Epi. Pens are protected from this substitution. If a doctor writes a prescription for “Epi. Pen”, the pharmacist must give an Epi. Pen- brand Epi. Pen, not an Adrenaclick- brand Epi. Pen. This is apparently so that children who have learned how to use an Epi. Pen don’t have to relearn how to use an entirely different device (hint: jam the pointy end into your body). If you know anything at all about doctors, you know that they have way too much institutional inertia to change from writing one word on a prescription pad to writing a totally different word on a prescription pad, especially if the second word is almost twice as long, and especially especially if it’s just to do something silly like save a patient money.

I have an attending who, whenever we are dealing with anything other than a life- or- death matter, just dismisses it with “Nobody ever died from X”, and I can totally hear him saying “Nobody ever died from paying extra for an adrenaline injector”. So Adrenaclick continues to languish in obscurity. So why is the government having so much trouble permitting a usable form of a common medication? There are a lot of different factors, but let me focus on the most annoying one.

Epi. Pen manufacturer Mylan Inc spends about a million dollars on lobbying per year. Open.
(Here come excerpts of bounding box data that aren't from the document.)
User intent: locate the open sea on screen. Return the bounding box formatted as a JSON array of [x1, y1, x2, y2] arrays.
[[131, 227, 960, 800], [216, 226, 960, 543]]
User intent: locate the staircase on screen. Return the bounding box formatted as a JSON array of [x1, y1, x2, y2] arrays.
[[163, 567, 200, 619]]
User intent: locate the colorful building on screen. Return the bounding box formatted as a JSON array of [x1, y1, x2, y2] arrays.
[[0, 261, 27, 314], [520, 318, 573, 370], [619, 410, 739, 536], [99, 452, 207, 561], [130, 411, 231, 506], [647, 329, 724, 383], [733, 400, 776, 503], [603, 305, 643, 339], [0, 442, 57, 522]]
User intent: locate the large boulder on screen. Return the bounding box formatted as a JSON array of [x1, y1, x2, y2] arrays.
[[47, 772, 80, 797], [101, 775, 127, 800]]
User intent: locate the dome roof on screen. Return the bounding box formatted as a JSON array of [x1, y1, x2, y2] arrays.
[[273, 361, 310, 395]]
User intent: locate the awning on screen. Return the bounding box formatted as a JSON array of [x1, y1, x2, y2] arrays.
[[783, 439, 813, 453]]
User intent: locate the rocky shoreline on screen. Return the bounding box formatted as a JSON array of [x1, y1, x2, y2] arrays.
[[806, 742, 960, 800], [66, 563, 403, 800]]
Secrets. org tells us what bills got all that money.

They seem to have given the most to defeat S. Preserve Access to Affordable Generics Act”. The bill would ban pharmaceutical companies from bribing generic companies not to create generic drugs.

Did they win? Yup. In fact, various versions of this bill have apparently failed so many times that FDA Law Blog notes that “insanity is doing the same thing over and over again and expecting different result”. So let me try to make this easier to understand. Imagine that the government creates the Furniture and Desk Association, an agency which declares that only IKEA is allowed to sell chairs. IKEA responds by charging $3. Other companies try to sell stools or sofas, but get bogged down for years in litigation over whether these technically count as “chairs”. Watch Today`S Special Online Full Movie.

When a few of them win their court cases, the FDA shoots them down anyway for vague reasons it refuses to share, or because they haven’t done studies showing that their chairs will not break, or because the studies that showed their chairs will not break didn’t include a high enough number of morbidly obese people so we can’t be sure they won’t break. Finally, Target spends tens of millions of dollars on lawyers and gets the okay to compete with IKEA, but people can only get Target chairs if they have a note signed by a professional interior designer saying that their room needs a “comfort- producing seating implement” and which absolutely definitely does not mention “chairs” anywhere, because otherwise a child who was used to sitting on IKEA chairs might sit down on a Target chair the wrong way, get confused, fall off, and break her head.(You’re going to say this is an unfair comparison because drugs are potentially dangerous and chairs aren’t – but 5. Britain alone and as far as I know nobody has ever died from an Epi. Pen malfunction.)Imagine that this whole system is going on at the same time that IKEA spends millions of dollars lobbying senators about chair- related issues, and that these same senators vote down a bill preventing IKEA from paying off other companies to stay out of the chair industry.